The researchers noted that this indicates the importance of MDSCs for ICI response and the potential of this treatment for those with stage IV melanoma.
“For comparison purposes, pembrolizumab alone in this patient population achieves around a 40% response rate,” Dr. Martin McCarter, professor of surgical oncology at the University of Colorado School of Medicine, and one of the study authors, points out.
“Combining that with ATRA and getting to a 71% response rate — that’s potentially a huge advance. That is as good as you see with the best combination immunotherapy regimens out there,” he adds.
Study limitations
When asked about the limitations of the study, Dr. McCarter told MNT that as they were not able to biopsy the tumor before and after the treatment, they could not show that ATRA directly altered MDSC levels.
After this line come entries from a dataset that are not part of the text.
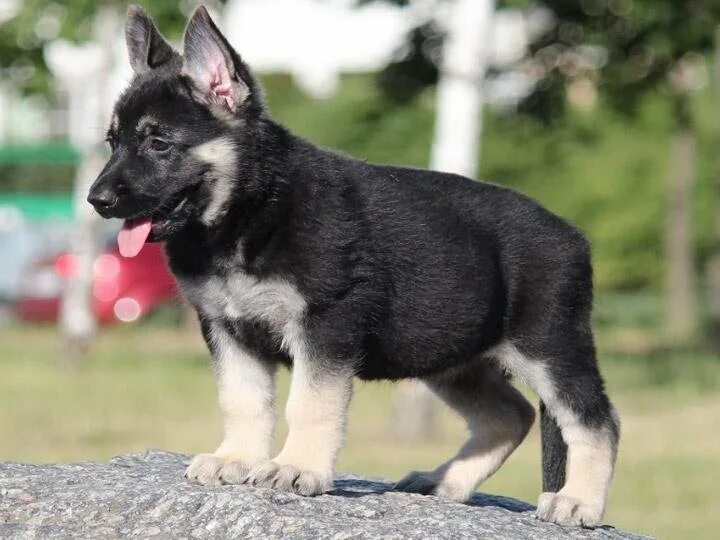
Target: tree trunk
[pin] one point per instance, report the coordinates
(713, 268)
(456, 146)
(681, 313)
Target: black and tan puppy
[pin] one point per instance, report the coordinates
(339, 268)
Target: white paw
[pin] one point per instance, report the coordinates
(432, 483)
(212, 470)
(289, 478)
(568, 510)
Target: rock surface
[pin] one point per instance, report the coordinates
(145, 495)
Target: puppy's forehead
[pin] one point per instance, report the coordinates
(146, 103)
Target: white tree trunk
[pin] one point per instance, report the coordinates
(458, 121)
(456, 148)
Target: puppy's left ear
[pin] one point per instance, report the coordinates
(147, 49)
(209, 63)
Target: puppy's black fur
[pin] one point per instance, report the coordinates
(405, 273)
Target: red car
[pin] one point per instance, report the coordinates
(123, 289)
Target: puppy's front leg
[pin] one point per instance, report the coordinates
(246, 389)
(316, 412)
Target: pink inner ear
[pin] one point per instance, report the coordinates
(221, 85)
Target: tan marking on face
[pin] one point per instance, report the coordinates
(219, 154)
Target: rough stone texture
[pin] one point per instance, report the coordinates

He noted that while their data suggest this to be how the drugs worked, there may be other explanations as well.
Dr. Marjorie Zettler, executive director of clinical science at Regor Therapeutics Group, not involved in the study, also commented for MNT:
“This study’s limitations include its small size, its single-arm design- which precludes comparison of the combination of drugs to each drug on its own within the same study. [Other limitations include] that 75% of patients had received no prior treatment for melanoma, and none had received targeted therapies. The last point is important: I’d like to see how this combination performs in a more heavily pretreated patient population.”
Implications of melanoma treatment
When asked about the study’s implications, Dr. McCarter said: “If these results can be reproduced, it could lead to other ways to target tumor MDSCs as an effective strategy to improve responses to immunotherapy. This strategy could potentially be used for other tumors in which MDSCs appear to play a major role in preventing an immune response.”
Dr Zettler added that |[i]t will be interesting to see, in future studies, if this combination could also help to overcome resistance in patients who had previously received ICIs, but progressed.”
Merck, the pharmaceutical company that manufactures pembrolizumab, is now expanding the trial to a wider patient population. They plan to include patients who have already failed other types of immunotherapies.
“We showed it was safe and effective, so it makes sense to move it in that direction,” said Dr. McCarter.
“That’s really the patient group that needs the most help right now. If the tumor doesn’t respond to immunotherapy, the chances of responding to anything after that are very small. We’re trying to find ways to manipulate the tumor microenvironment to allow a better immune response,” he concluded.